Amidst the mess in the Middle East I saw a sign the other day held and facebooked by one of those extremists – It said “Hating a Arabs is not racism – it is a value”  - “Hurting Arabs is a Value”

 

There is a tendency among educational action researchers and practitioner research to validate their account of their practice by using values as standards of judgement and a unit of appraisal that is based on  Polanyi’s embodied tacit knowledge and showing how their account of their practices and lives, including how they improve them, as practitioners and human beings follow their values and constructs and rationalizes and validates the account.

 

So the writer of these signs will produce an account of how he burns Arabs’ cars, places of worship, and most recently 16 years old  Arab youth in the name of the values of the biblical order of destroying Amalech as revenge for what it did during the stay in the desert, the “right of the chosen people over their Biblical  promised land” “an eye for an eye”, “Arabs as inferior to the chosen people of God, the Jewish people”

 

Accordingly, he is becoming a better Jew by hurting Arabs

 

He goes to his Yeshiva where he sits with his rabbis and peers and conduct peer validation with them when they are deciding that the account is an excellent and highly valuable and ethical account of a Jewish and Yeshiva boys and how all the accounts of  “liberal Jews” of their practices of working to contribute to peace and a dignifying co-existence in the region are immoral and of no value. 

 

They pick the “right” extracts from the Talmud and the Bible and HAZAL, the "wise Jews", Maimodic writings, Rashi, and some selected rabbis's arguments and books to show and validate their points, arguments and values and the validated/tested account.

 

The  same methodological, ontological and methodological questions, critiques and criticisms go

 

1. Why is this account of less value as my account of liberal and democratic practices in the same region?

2. What right do I have to dismiss this account and put their values as “values”?

3. Why am I not the “traitor” who according to the values and doctrine/ideology of the above account producer  deserves to die (by stoning or burning), like Rabin, for selling the assets and moral rights of the Jewish people?

4. Why are my values of a participative democracy of and for all in dignity, humanity, equality, wellbeing, empowerment and growth better and superior to the ones that guide the account above?

5. Who decides?

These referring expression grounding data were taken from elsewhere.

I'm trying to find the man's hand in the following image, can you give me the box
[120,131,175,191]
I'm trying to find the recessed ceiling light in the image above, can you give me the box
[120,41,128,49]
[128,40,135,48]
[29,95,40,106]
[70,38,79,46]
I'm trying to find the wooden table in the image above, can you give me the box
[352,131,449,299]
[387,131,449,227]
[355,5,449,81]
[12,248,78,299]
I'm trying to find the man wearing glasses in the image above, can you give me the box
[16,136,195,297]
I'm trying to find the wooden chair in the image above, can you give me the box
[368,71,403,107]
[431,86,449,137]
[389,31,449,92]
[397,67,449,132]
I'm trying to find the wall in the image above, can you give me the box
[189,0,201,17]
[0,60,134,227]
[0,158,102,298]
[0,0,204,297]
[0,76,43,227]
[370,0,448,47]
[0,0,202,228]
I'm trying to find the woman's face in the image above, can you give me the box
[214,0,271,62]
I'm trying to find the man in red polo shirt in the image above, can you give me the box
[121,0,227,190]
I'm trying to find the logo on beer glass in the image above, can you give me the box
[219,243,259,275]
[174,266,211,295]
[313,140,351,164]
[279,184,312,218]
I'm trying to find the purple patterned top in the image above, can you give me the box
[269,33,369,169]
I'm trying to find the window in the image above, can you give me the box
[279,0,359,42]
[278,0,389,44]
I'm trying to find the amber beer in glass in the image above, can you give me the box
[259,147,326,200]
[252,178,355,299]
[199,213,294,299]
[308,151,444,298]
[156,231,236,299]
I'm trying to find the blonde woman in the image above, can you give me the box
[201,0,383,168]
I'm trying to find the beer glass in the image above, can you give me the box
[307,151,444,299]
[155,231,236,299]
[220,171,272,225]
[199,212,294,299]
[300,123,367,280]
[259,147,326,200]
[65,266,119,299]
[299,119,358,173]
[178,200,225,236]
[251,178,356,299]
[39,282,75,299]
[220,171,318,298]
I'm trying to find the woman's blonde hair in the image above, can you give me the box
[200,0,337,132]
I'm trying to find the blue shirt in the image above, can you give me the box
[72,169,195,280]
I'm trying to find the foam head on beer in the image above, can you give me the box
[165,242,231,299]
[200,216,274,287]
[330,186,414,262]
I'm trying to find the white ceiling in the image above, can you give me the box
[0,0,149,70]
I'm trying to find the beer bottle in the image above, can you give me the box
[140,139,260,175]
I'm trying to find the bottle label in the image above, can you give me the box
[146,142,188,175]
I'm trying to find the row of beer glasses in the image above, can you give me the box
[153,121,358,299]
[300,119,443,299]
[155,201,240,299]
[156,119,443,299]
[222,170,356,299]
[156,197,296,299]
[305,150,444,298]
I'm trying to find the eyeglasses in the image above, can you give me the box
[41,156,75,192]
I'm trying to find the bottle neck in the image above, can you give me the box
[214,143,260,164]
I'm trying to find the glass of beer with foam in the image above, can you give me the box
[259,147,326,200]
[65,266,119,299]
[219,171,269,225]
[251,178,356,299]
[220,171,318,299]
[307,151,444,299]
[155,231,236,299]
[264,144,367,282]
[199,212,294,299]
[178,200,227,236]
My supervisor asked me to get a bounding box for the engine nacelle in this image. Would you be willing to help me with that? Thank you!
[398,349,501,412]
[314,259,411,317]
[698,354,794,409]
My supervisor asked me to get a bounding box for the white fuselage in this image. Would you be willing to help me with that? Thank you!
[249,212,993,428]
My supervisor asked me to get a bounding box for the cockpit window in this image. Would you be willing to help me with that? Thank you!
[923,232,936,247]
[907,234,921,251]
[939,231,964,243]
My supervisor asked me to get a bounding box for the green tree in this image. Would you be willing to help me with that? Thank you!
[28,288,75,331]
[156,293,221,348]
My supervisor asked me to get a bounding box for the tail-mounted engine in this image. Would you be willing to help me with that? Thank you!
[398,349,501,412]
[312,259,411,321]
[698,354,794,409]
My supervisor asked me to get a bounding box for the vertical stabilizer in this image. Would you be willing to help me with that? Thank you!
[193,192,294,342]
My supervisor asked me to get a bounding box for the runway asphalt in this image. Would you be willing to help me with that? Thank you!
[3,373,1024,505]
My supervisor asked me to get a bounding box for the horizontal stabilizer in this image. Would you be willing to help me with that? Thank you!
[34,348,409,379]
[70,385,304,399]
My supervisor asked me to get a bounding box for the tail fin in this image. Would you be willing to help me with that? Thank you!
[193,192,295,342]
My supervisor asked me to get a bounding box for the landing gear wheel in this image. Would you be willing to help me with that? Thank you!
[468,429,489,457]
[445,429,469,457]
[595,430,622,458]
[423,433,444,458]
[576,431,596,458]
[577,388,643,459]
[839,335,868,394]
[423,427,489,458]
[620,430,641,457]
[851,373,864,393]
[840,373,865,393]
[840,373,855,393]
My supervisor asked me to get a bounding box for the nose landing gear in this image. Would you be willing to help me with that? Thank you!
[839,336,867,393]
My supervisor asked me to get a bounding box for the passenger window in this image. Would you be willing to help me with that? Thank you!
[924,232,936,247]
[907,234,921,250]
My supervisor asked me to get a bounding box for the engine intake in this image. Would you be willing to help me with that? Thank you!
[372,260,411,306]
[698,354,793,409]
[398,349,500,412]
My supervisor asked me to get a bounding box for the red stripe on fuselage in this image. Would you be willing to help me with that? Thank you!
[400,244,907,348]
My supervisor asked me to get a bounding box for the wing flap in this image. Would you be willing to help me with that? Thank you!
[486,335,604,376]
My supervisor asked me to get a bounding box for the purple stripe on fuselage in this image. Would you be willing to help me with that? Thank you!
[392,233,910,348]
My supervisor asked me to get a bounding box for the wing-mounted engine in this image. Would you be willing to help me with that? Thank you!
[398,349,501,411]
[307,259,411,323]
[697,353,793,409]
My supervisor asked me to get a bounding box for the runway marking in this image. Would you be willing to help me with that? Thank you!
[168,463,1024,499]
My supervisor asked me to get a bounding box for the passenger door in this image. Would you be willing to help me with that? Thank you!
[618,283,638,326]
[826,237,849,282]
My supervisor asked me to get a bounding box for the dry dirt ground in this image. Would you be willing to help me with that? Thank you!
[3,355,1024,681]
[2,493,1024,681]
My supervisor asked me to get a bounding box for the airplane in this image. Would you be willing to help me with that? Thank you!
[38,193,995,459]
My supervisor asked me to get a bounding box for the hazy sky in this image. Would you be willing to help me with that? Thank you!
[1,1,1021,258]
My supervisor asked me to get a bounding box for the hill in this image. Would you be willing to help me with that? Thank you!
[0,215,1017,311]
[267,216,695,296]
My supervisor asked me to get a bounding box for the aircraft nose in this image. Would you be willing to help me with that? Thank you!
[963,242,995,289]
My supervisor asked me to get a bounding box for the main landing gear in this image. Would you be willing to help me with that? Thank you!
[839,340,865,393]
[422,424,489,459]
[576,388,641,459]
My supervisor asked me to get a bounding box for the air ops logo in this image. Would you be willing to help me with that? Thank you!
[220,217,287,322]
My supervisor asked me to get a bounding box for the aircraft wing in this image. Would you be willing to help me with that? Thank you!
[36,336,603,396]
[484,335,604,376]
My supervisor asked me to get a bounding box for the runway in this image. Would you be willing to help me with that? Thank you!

According to what criteria?

6. Is it just a question of cliques – Nationalist Yeshivas vs. liberal humanists, democracy vs. national orthodox

7. Who is the extremist?

8. Who is right?

9. Who is wrong?

10. Who is moral?

11.Why?> according to what?

 

The issue of History and moral progress –the bible is a text written thousands of years ago when child sacrifice was popular and legitimate (as the story of Isaac and Abraham tells us) – it was ethical THEN. 

 

Who interprets the scripture? Why are Rousseau, Voltaire, Dewey, Marx, Camus moral and valuable than Kahana, Goldstein, the biblical author, etc.